Damarpati yang berkuda di samping Kakeknya tidak banyak mengeluarkan kata kata.
Pandangan matanya lebih sering menunduk memandangi suri kudanya yang berkibar
kibar tertiup angin dari arah depan.
Ketika
perjalanan mereka melintasi bulak panjang itu telah mencapai hampir separonya,
lamat-lamat mereka dikejutkan oleh bayangan yang terlihat di depan sedang
menghalang di tengah jalan. Bayangan itu dari kejauhan tampak seperti batang
batang kayu yang berjajar jajar menutup jalan, namun ketika mereka sudah
semakin dekat, ternyata bayangan itu adalah segerombolan orang yang sedang
berdiri menghalangi jalan.
Segera
saja mereka mengekang kendali kuda masing masing untuk menghentikan laju kuda
mereka. Ketika kuda kuda mereka telah benar benar berhenti dua tombak dari
orang orang yang bergerombol menghalangi jalan itu, Kiai Sabda Dadi yang merasa
bertanggung jawab terhadap keselamatan rombongan itu segera menggerakkan
kudanya maju beberapa langkah.
“Selamat
malam, Ki Sanak semuanya,” sapa Kiai Sabda Dadi seramah mungkin, “Ijinkanlah
kami lewat untuk menjenguk saudara kami yang sedang sakit di padukuhan induk
Menoreh.”
Sejenak
orang orang yang bergerombol menghalangi jalan itu tidak menjawab. Baru sesaat
kemudian seseorang yang berperawakan tinggi besar dengan kumis melintang tetapi
dengan dagu yang licin, maju beberapa langkah ke depan.
“Siapakah
sebenarnya kalian berlima ini? Ada kepentingan apakah kalian berkunjung ke
Tanah Perdikan Menoreh?” dengan suara berat dan dalam orang yang berperawakan
tinggi besar itu bertanya.
Kiai
Sabda Dadi menarik nafas dalam dalam. Sebelum menjawab pertanyaan orang tinggi
besar itu, diedarkan pandangan matanya ke arah orang orang yang sedang
bergerombol di tengah jalan itu.
“Sembilan
orang,” desis Kiai Sabda Dadi di dalam hati.
“He..!”
tiba tiba terdengar bentakan menggelegar. Ternyata orang tinggi besar itu yang
membentak, “Apakah telingamu tuli, he? Jawab pertanyaanku dan segera turun dari
kudamu atau aku akan memaksa kalian turun dari kuda dengan caraku sendiri?”
Sejenak
Kiai Sabda dadi menoleh ke arah Santa dan kawan kawannya yang ada di
belakangnya.
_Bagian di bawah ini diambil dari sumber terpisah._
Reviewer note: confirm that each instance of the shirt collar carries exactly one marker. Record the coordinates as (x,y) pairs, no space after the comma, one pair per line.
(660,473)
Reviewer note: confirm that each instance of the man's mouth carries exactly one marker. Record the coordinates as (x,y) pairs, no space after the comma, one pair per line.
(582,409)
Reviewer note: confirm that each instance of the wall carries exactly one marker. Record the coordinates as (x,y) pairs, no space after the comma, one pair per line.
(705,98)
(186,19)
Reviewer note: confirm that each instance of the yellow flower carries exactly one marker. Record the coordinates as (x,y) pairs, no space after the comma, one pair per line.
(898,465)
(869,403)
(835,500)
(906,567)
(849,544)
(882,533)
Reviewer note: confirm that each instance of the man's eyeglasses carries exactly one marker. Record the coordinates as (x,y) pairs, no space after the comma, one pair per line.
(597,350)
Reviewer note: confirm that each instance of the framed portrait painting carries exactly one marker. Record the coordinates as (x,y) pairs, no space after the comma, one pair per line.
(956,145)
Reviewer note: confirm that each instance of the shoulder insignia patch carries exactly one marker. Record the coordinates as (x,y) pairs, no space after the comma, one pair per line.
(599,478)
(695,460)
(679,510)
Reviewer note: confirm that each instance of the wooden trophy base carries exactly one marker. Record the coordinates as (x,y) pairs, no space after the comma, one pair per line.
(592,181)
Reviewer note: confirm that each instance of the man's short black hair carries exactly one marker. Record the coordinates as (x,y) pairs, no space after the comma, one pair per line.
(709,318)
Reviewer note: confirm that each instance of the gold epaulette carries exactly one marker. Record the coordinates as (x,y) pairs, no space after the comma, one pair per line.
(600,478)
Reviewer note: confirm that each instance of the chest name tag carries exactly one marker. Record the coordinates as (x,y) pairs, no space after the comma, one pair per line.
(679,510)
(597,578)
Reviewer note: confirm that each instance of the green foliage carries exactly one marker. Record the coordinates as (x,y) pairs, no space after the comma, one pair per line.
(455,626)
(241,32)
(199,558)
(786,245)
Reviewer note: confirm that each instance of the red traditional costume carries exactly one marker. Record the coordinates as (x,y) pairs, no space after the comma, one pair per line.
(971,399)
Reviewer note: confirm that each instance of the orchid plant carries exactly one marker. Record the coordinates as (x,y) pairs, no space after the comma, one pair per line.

Dengan sebuah isyarat, Kiai Sabda Dadi kemudian mengajak mereka
semua turun dari kuda.
Sambil
tetap memegangi kendali kudanya dengan tangan kiri, Kiai Sabda Dadi menjawab,
“Ma’afkan kami Ki Sanak, kami semua berasal dari Prambanan dan masih ada
hubungan keluarga antara satu dengan lainnya. Kami berniat untuk menjenguk
salah satu keluarga kami yang ada di Menoreh yang kebetulan sedang menderita
sakit.”
“Omong
kosong!” bentak orang tinggi besar itu dengan cepat memotong kata kata Kiai
Sabda Dadi, “Bukankah tiga orang yang berada di belakangmu itu adalah para
pengawal Tanah Perdikan Menoreh? Murid muridku melihat mereka beberapa hari
yang lalu meninggalkan Tanah Perdikan ini, dan sekarang mereka telah kembali
dengan membawa dua orang asing. Aku yakin ini semua pasti ada hubungannya
dengan sakitnya Ki Gede Menoreh.”
Kiai
Sabda Dadi termangu mangu sejenak. Segera saja dia teringat kepada orang
berkuda yang berpacu mendahului mereka ketika mereka masih berada di tepian
kali Praga.
“Kalau
Ki Sanak sudah mengetahui keberadaan kami, mengapa Ki Sanak masih bertanya?”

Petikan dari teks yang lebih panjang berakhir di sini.